Jahrelang hat er sich mit der Johannesoffenbarung
beschäftigt und wenigstens drei engagierte und ausführliche Abhandlungen
dazu verfasst. Eine davon ist betitelt: „Prophezeiungen – das zweite Kommen
Christi betreffend“. Der Physiker glaubte, dass die Apokalypse nicht
„ethisch“ oder nur „spirituell“, sondern in jedem Fall „politisch“ zu
verstehen sei: „Wenn jemand das [apokalyptische] Tier so deutet, als stelle
es ein großes Laster dar, ist dies als seine private Imagination
abzulehnen, denn nach Stil und Ausrichtung der Apokalypse und aller
anderen prophetischen Schriften bedeutet das ‚Tier’ einen politischen
Körper und in einigen Fällen eine Person, die einen solchen politischen
Körper regiert, und es gibt keinen Grund für eine andere Interpretation in
der Schrift.“ – schreibt Newton und erklärt im Folgenden seitenlang, dass
die Protagonisten der Offenbarung wie der Drache, das Tier mit den
zehn Hörnern, die Große Hure, Michael, das zornige Lamm usw. politische
Institutionen oder Personen wie Könige, Armeeführer und Fürsten
symbolisierten. (Isaac Newton – Yahuda Ms. 1.1 – Jewish National and
University Library – in: www.newtonproject.ic.ac.uk/texts/yah1-1_n.html) Damit erweist sich der berühmte Physiker als ein christlicher
Fundamentalist. Es ist also absurd, wenn Karen Armstrong ihn ständig als Protagonisten der Aufklärung gegen
den Fundamentalismus herausstellt. Die Apokalypse ist nun mal eine große
Versuchung und das nicht nur für religiöse Sektierer. Sie ist ohne weiteres
mit der sogenannten „Modernen“ kombinierbar.
Ronald Reagans Endzeit-Wahn
Armageddon kann nicht in einer Welt stattfinden,
die abgerüstet hat
Derzeit erleben die USA ein Ronald-Reagan-Revival.

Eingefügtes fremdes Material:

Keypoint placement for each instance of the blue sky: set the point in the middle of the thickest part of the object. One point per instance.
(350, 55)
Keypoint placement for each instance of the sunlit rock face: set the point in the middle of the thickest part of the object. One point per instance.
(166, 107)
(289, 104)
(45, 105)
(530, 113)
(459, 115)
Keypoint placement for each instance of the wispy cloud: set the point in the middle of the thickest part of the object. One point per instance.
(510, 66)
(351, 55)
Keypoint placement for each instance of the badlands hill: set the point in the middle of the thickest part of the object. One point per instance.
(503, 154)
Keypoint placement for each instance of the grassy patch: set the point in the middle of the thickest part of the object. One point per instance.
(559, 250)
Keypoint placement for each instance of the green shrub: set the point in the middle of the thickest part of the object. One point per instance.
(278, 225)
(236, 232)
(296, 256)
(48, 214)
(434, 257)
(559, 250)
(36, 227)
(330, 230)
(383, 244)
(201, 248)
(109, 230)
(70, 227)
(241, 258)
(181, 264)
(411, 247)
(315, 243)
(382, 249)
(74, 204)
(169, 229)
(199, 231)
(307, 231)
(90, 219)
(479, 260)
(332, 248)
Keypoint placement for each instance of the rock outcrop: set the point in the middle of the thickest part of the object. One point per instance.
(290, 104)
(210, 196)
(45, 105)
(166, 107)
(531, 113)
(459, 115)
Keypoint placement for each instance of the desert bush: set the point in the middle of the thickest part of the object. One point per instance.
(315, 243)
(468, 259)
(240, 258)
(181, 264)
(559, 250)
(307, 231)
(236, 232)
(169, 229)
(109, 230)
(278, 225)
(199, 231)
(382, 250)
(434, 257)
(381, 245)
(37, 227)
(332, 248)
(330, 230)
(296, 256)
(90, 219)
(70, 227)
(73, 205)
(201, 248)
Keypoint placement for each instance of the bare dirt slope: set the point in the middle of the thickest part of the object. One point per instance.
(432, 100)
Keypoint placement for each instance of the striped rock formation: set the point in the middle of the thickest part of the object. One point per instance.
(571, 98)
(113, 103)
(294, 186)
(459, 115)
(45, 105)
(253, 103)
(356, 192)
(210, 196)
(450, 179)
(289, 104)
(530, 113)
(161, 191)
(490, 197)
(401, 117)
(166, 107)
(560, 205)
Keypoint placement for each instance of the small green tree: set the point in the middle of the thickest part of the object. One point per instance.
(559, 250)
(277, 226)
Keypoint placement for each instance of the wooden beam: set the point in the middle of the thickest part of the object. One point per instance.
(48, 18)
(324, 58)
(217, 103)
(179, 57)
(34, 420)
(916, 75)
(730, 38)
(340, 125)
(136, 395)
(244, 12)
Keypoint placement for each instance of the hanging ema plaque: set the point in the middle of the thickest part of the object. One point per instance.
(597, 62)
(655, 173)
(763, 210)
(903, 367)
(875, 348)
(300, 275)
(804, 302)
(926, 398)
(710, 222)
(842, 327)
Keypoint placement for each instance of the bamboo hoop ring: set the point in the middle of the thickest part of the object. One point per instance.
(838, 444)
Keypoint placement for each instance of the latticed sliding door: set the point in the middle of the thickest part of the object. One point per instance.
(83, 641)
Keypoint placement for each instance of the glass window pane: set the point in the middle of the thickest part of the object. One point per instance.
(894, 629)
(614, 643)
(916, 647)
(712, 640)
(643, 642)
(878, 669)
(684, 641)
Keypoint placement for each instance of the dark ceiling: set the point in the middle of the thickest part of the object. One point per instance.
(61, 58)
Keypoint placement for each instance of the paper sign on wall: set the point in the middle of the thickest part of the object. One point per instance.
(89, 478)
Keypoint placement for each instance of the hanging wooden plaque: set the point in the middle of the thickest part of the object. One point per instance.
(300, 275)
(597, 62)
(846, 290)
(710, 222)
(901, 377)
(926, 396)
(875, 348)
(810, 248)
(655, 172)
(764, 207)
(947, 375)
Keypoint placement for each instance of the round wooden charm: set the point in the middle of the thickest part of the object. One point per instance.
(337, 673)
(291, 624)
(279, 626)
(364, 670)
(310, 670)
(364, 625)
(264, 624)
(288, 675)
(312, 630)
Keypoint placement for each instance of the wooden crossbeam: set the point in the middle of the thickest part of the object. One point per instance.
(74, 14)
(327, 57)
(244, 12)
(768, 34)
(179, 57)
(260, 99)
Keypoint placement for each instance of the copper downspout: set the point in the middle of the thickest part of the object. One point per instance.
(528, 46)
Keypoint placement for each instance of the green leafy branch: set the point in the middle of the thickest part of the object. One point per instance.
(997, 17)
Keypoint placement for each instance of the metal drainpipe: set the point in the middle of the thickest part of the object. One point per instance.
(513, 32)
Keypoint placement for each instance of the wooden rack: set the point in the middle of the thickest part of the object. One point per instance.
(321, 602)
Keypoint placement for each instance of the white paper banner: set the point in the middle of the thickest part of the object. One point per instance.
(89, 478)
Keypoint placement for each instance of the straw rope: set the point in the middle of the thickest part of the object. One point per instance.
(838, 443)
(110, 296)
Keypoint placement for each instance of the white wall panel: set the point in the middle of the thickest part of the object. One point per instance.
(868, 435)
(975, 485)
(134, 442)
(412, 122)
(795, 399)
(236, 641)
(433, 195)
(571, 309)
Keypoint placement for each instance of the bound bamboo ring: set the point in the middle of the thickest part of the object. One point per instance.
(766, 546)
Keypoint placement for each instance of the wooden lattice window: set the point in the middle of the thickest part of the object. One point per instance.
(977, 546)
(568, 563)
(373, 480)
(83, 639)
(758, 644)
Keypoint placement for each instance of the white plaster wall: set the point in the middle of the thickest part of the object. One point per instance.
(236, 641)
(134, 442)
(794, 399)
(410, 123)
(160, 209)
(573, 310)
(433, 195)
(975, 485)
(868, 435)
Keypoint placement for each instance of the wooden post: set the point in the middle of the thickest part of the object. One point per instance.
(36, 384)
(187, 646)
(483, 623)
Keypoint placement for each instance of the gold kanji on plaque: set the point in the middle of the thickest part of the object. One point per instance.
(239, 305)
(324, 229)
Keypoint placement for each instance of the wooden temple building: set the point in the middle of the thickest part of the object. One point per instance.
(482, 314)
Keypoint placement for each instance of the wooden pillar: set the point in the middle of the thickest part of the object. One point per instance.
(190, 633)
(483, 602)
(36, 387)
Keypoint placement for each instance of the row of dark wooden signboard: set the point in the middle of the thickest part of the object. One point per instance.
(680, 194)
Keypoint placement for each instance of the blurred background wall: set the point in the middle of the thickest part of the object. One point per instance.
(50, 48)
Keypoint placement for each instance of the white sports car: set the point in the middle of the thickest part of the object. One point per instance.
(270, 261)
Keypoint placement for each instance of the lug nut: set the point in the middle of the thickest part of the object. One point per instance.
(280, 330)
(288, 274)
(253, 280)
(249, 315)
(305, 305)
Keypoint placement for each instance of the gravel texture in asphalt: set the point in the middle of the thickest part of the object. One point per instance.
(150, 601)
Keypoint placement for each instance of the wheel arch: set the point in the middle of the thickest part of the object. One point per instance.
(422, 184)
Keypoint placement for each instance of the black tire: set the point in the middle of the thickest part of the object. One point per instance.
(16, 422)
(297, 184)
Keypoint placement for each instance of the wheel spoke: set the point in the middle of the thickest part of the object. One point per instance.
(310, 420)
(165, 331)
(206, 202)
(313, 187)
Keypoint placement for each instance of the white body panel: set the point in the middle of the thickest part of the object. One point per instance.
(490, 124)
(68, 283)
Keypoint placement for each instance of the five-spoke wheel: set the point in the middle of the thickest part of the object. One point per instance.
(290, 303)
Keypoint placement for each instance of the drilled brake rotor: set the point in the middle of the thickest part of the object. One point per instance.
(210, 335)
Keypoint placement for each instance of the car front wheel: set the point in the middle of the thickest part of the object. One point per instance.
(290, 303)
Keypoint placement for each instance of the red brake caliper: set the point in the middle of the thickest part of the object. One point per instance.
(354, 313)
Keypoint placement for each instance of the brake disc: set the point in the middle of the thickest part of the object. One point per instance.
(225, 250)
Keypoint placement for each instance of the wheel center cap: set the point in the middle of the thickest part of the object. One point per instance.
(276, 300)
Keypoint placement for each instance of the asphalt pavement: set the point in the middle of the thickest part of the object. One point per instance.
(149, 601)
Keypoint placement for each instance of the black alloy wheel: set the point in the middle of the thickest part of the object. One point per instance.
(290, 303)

Nach jüngsten Umfragen soll der ehemalige Hollywood Schauspieler der
populärste aller amerikanischen Präsidenten sein. Insbesondere wird dabei
seine große Frömmigkeit in Biographien, Dokumentationen und Artikeln
betont. Um zwei Elemente hat Reagan die politische Ideologie Amerikas
jedenfalls bereichert: den „Krieg gegen das Böse“ und den
amerikanischen „Armageddon-Wahn“.
Reagan dachte in Kategorien, welche die Weltpolitik nicht nur in die krasse
Dualismus von Gut und Böse, von Gott und Satan aufteilte, sondern er
verstand seine Politik auch als ein Moment christlicher Eschatologie, wie
sie sich aus der Johannesoffenbarung
und aus dem Alten Testament
extrahieren lässt.
Kein amerikanischer Präsident
parlierte so nonchalant und so oft über die Apokalypse wie er. Schon 1971 bekannte Reagan gegenüber James
Mills, einem Senatspräsidenten aus Kalifornien, dass er den in der Bibel erwähnten Gog
und Magog Krieg auf Amerika zukommen sehe. Er
selber gebärdete sich wie ein Bibelprophet: „Im 38. Kapitel von Ezechiel wird gesagt, dass Israel von den Armeen
der gottlosen Nationen angegriffen wird, und darin steht auch, dass Libyen
eines dieser Länder sein wird. Verstehen Sie die Bedeutung davon? Libyen
ist jetzt kommunistisch geworden, und das ist ein Zeichen, dass der Tag von
Armageddon nicht mehr weit entfernt ist. [….] Ezechiel
sagt uns, dass Gog, die Nation, welche die
anderen Mächte der Dunkelheit gegen Israel anführen wird, aus dem Norden
kommen wird. Generationen von Bibelschülern haben gesagt, das Gog Russland sein muss.“ – erklärte er. Während seines
Amtes wird er immer wieder die Sowjetunion als den „Fokus des Bösen in der
Welt“ und als das „Reich des Bösen“ (evil empire) bezeichnen.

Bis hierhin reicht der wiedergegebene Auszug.